Hélas, la narration non-linéaire et imbriquée choisie par Nolan apparaît à la revoyure comme un procédé assez bancal, peut-être efficace pour nous égarer jusqu'aux révélations finales mais qui ne suffit pas à masquer le vrai problème : l'incapacité totale du réalisateur à nous faire vibrer pour ce qui aurait pu être un drame humain captivant, voire passionnant (celui raconté par le livre : cette haine héréditaire et irraisonnée entre deux hommes mesurés, sains d'esprit, qui font donc tout pour réprouver leur ressentiment mais qui se retrouvent emportés dans une inimitié aux conséquences surréalistes, dont ils seront les premières victimes). La subtilité de l'ouvrage de Christopher Priest est totalement bafouée par le cinéaste britannique. L'adaptation appauvrit considérablement un récit puissant et d'une vraie ampleur. On perd toute sa dimension fantastique et dramatique, pour n'en conserver qu'un squelette incomplet. Le basculement tardif et génial dans l'épouvante et le surnaturel, inventé par l'écrivain anglais, passe ainsi à la trappe. Les passages les plus cinégéniques du bouquin sont ignorés et, à vrai dire, cela n'étonne qu'à moitié quand on connaît l'imaginaire extrêmement limité de sieur Nolan. Le cinéaste et son frère, tous deux au scénario, donnent la très désagréable impression d'avoir seulement conservé ce qui les arrangeait, ce qui leur permettait de pondre une histoire au service de leur art de l'esbroufe et au retournement final grotesque mais forcément renversant.




Et quand ils s'éloignent de l’œuvre de Christopher Priest, les frères Nolan ont tout faux. Leur scénario se développe sur des bases bien trop fragiles pour que l'on se sente véritablement concerné par cette guéguerre entre magiciens. La rivalité des deux hommes naît ici d'un acte totalement incompréhensible, injustifié, Christopher Nolan ne sachant pas filmer l'invisible, le ressentiment et les motivations secrètes de ses protagonistes. Le mal que se donnent Christian Bale et Hugh Jackman ne suffit pas à donner un peu d'intensité à tout ça. Il faut dire que Wolverine est tout de même assez peu crédible en prestidigitateur du début du XXème siècle. On se demande bien pourquoi un tel personnage aurait besoin d'être bodybuildé, même si les demoiselles sauront certainement apprécier cette scène totalement gratuite où la star retire le haut pour nous dévoiler ses abdos d'enfer. Bien qu'il fasse visiblement de son mieux, Hugh Jackman démontre encore une fois qu'il est un acteur limité.

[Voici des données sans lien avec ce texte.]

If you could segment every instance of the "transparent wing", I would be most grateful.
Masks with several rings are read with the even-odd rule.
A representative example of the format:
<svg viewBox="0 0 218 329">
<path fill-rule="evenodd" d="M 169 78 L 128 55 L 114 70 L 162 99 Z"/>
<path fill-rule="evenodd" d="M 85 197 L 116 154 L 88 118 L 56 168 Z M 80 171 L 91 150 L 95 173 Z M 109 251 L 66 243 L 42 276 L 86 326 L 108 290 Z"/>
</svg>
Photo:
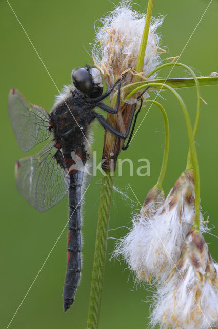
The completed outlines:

Scarlett Johansson est une autre erreur de casting, même si l'on se réjouit qu'elle soit réduite à un rôle d'accessoire, littéralement, puisqu'elle est l'assistante des deux magiciens. Ce rôle nécessitait une jeune femme souple et plutôt mince, capable de se contorsionner dans les boîtes à double-fond des magiciens. Soyons un peu réaliste, que diable, l'assistante d'un illusionniste ne peut pas avoir le cul et la bouche de Scarlett Johansson, ça finirait forcément par coincer un jour ! Quant à Christian Bale, il est celui qui s'en tire le mieux, même s'il tutoie parfois le ridicule quand il doit se mettre en colère ou que Nolan l'oblige à déballer un long monologue explicatif assommant à la toute fin, une conclusion évidemment ponctuée par de lourdauds flashbacks eux aussi éclairants. Car twist il y a, et Nolan emploie les méthodes les plus faciles pour nous le faire comprendre. On repense alors au final pathétique de The Dark Knight Rises, quand notre Marion Cotillard nationale, au fond du trou, dévoile sa réelle identité à l'Homme Chauve-souris, sous les yeux d'un Bane dans le même état que les spectateurs : à l'agonie. Pas de doute, nous sommes bien devant un film de Christopher Nolan !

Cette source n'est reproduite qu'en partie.